NHS Bury plans to suspend IVF treatment to cut costs
- 10 September 2010
- From the section Manchester
A primary care trust in Greater Manchester is planning to suspend funding IVF treatment to cut costs.
NHS Bury said it has a budget of £25.8m each month but it is spending an extra £1.3m every month.
It also plans to reduce some other "discretionary procedures" including varicose vein and gastric band surgery.
Paul Horrocks, chairman of NHS Bury, said the trust had to "take swift and decisive action to address our current financial problems".
He added: "The board will carefully consider the proposed measures at our meeting on 15 September but we are clear that the current situation is unsustainable and cannot be allowed to continue."
He said the primary care trust had to ensure their books were balanced as the responsibility for commissioning hospital services could be given to GP practices, under government proposals.
A spokeswoman for the trust said the proposals were designed to make savings from 1 October.
If approved, the trust will keep all the measures under review and re-assess its decision while setting the budget for the next financial year (from 1 April).
She said exceptional cases would be considered on a case-by-case basis.
Guidelines from the National Institute for Health and Clinical Excellence recommend couples, where the woman is aged 23 - 39, and have an identified cause for their infertility or have been infertile for three years, should be given three cycles on the NHS.
Other cost-cutting plans include reducing the number of referrals from GP practices and ending "unnecessary following appointments at hospital outpatient departments".
It is also planned that minor illnesses and injuries will be treated in the community rather than in hospital.
Forty non-clinical jobs which are currently vacant would not be filled under the plans.
John Boyington, chief executive of NHS Bury, said: "NHS Bury has a statutory obligation to meet the health needs of the local population whilst remaining in financial balance.

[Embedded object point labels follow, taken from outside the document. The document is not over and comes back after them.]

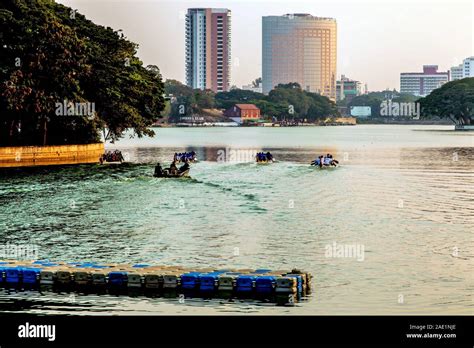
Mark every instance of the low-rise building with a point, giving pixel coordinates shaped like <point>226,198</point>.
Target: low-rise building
<point>456,72</point>
<point>347,88</point>
<point>241,113</point>
<point>251,87</point>
<point>423,83</point>
<point>463,70</point>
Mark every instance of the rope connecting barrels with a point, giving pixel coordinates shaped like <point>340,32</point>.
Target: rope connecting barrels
<point>274,286</point>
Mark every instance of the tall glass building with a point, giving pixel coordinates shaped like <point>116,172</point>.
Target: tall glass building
<point>300,48</point>
<point>208,48</point>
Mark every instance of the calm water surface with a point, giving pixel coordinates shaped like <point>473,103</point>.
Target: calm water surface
<point>404,193</point>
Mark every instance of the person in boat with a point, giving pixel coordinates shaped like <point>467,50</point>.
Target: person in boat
<point>327,160</point>
<point>158,170</point>
<point>173,169</point>
<point>318,161</point>
<point>261,157</point>
<point>184,167</point>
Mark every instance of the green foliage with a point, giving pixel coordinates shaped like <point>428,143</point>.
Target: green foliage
<point>453,100</point>
<point>188,101</point>
<point>285,102</point>
<point>51,54</point>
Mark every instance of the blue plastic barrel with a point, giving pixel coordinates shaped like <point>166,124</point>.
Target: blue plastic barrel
<point>190,280</point>
<point>208,281</point>
<point>13,274</point>
<point>118,278</point>
<point>244,283</point>
<point>31,275</point>
<point>265,284</point>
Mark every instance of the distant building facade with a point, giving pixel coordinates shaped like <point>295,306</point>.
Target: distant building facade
<point>468,67</point>
<point>252,88</point>
<point>300,48</point>
<point>208,53</point>
<point>463,70</point>
<point>243,112</point>
<point>423,83</point>
<point>347,88</point>
<point>456,72</point>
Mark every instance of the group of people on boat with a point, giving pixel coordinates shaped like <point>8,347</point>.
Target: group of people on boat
<point>112,156</point>
<point>264,157</point>
<point>185,157</point>
<point>173,170</point>
<point>326,161</point>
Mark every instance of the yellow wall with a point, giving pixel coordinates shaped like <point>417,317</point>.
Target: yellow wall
<point>28,156</point>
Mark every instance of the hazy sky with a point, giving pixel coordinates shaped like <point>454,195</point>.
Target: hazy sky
<point>377,39</point>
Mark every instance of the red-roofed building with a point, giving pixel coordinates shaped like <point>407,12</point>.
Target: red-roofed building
<point>243,112</point>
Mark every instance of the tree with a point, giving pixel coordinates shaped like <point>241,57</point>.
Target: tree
<point>50,54</point>
<point>256,82</point>
<point>453,100</point>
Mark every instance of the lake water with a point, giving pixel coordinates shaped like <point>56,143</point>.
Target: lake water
<point>404,195</point>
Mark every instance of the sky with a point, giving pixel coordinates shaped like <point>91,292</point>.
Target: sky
<point>377,39</point>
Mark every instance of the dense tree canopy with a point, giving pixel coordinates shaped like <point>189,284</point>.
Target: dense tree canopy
<point>453,100</point>
<point>51,55</point>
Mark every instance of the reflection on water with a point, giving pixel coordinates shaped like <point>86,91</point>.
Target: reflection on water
<point>410,206</point>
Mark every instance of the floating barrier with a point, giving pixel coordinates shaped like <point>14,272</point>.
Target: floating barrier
<point>277,286</point>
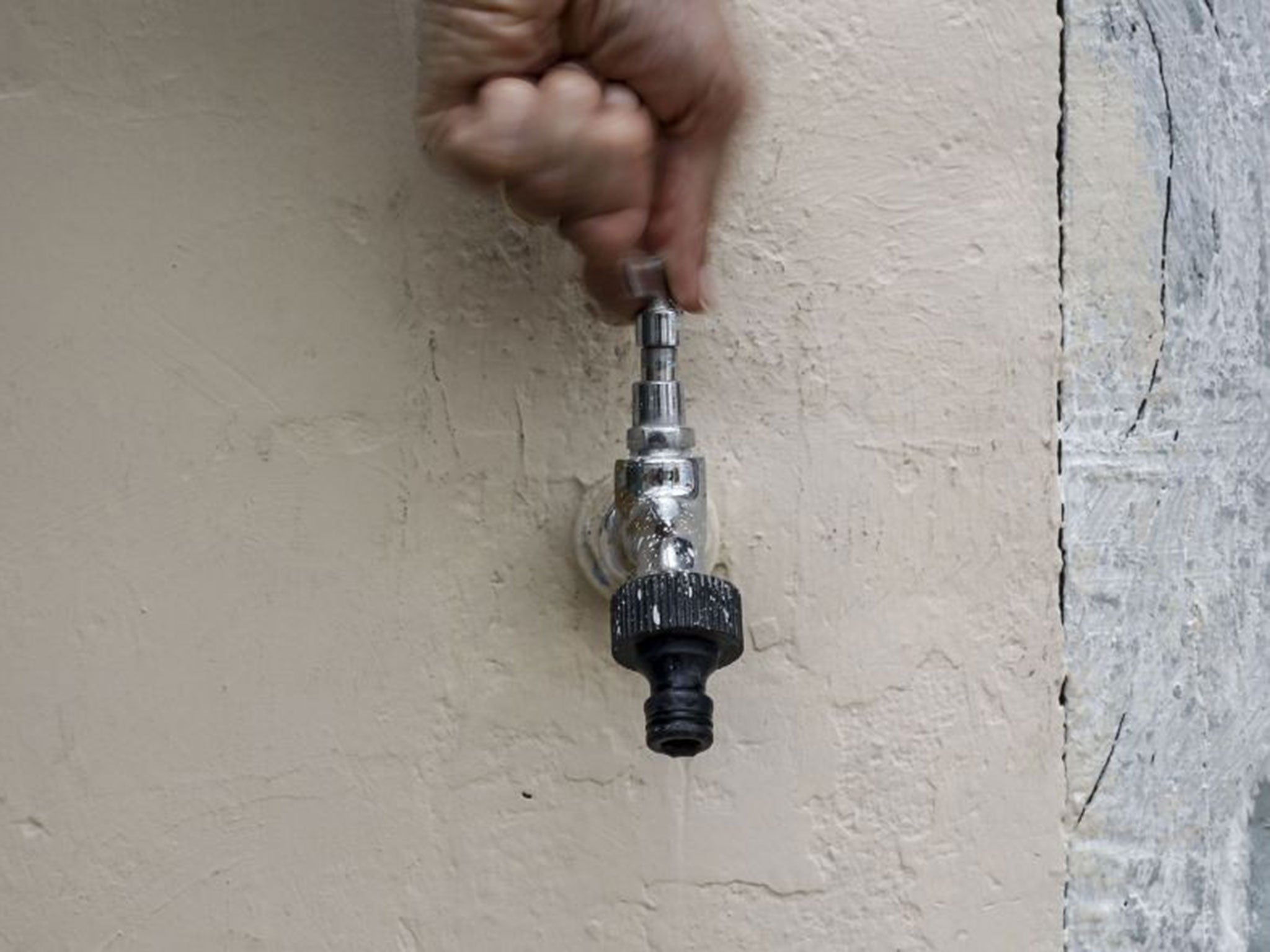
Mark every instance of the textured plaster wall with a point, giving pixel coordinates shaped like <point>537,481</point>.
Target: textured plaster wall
<point>294,653</point>
<point>1166,439</point>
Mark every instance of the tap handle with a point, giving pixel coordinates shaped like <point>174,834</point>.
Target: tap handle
<point>646,280</point>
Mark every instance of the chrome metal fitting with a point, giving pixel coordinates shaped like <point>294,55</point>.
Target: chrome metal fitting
<point>648,541</point>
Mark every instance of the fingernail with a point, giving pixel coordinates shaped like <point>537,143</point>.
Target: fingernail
<point>708,288</point>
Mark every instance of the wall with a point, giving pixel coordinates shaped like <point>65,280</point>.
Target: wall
<point>295,655</point>
<point>1166,433</point>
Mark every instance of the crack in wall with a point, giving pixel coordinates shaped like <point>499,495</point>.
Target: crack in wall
<point>1103,771</point>
<point>1163,230</point>
<point>1060,163</point>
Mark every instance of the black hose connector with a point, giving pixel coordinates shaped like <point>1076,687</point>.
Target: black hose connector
<point>677,628</point>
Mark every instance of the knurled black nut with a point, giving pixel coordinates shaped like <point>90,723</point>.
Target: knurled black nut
<point>680,603</point>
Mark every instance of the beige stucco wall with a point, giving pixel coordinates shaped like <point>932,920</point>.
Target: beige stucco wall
<point>294,653</point>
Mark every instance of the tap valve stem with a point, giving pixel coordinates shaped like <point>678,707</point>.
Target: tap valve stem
<point>671,622</point>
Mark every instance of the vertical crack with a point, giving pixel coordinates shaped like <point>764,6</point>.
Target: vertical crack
<point>1163,229</point>
<point>1060,209</point>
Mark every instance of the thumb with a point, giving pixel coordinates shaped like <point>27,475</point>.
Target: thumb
<point>682,206</point>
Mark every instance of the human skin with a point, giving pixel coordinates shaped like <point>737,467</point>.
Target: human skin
<point>610,117</point>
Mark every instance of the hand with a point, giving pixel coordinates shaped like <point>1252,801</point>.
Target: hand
<point>611,116</point>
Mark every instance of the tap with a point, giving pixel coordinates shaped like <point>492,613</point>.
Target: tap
<point>648,544</point>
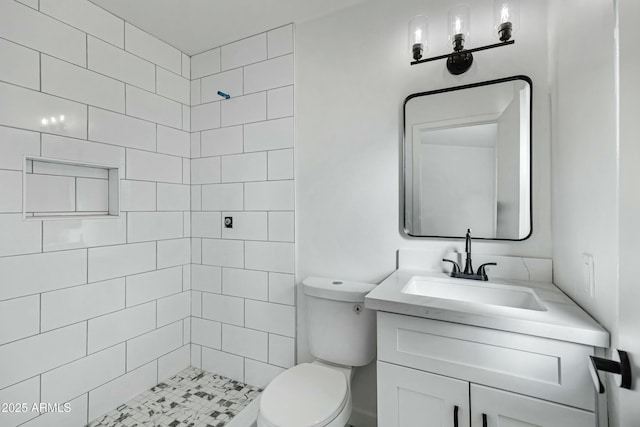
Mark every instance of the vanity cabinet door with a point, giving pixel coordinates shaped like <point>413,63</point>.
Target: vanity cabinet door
<point>411,398</point>
<point>497,408</point>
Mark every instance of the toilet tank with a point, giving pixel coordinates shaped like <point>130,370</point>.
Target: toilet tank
<point>340,330</point>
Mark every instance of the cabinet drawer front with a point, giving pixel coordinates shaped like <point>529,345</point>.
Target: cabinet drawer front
<point>540,367</point>
<point>513,410</point>
<point>411,398</point>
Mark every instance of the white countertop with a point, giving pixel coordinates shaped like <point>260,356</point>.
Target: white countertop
<point>563,320</point>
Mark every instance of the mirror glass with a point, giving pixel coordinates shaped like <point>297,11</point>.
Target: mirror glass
<point>467,161</point>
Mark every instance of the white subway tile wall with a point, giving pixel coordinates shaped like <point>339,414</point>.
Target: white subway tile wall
<point>243,302</point>
<point>92,311</point>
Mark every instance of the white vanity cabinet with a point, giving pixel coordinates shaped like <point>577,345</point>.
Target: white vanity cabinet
<point>427,368</point>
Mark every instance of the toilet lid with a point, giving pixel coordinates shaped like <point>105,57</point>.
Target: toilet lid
<point>306,395</point>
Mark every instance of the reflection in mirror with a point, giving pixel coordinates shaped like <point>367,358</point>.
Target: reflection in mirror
<point>467,161</point>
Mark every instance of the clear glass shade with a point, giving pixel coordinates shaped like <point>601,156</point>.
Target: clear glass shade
<point>506,11</point>
<point>418,28</point>
<point>459,23</point>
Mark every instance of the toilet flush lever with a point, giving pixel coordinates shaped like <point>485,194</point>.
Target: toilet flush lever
<point>621,367</point>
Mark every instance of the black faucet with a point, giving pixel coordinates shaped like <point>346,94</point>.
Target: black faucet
<point>468,267</point>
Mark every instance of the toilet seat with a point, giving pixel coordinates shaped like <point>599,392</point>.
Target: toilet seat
<point>307,395</point>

"To allow this to happen, we need to take these actions that will stem the flow of patients into the system, when this is not required and also for as much waste to be taken out of the system as possible."
He urged people in the borough to use NHS services "wisely" - by not going to the accident and emergency or calling an ambulance unless it is an emergency, and not missing appointments.
The trust hopes the measures will save £16.2m by March 2011.
Impact on patients
Clare Lewis-Jones, chair of the National Infertility Awareness Campaign (NIAC) and chief executive of the patient group Infertility Network UK, said she was angry at the proposal.
She said: "... IVF is not a treatment that people choose to have, as they would far rather have a child in the same way as fertile couple but they cannot, and the only way they can have a family like those fertile couples is through treatment such as IVF.
"It is high time that PCTs realised the impact which infertility has on patients."
Last month, Warrington PCT in Cheshire also announced plans to suspend IVF treatment, to cut costs.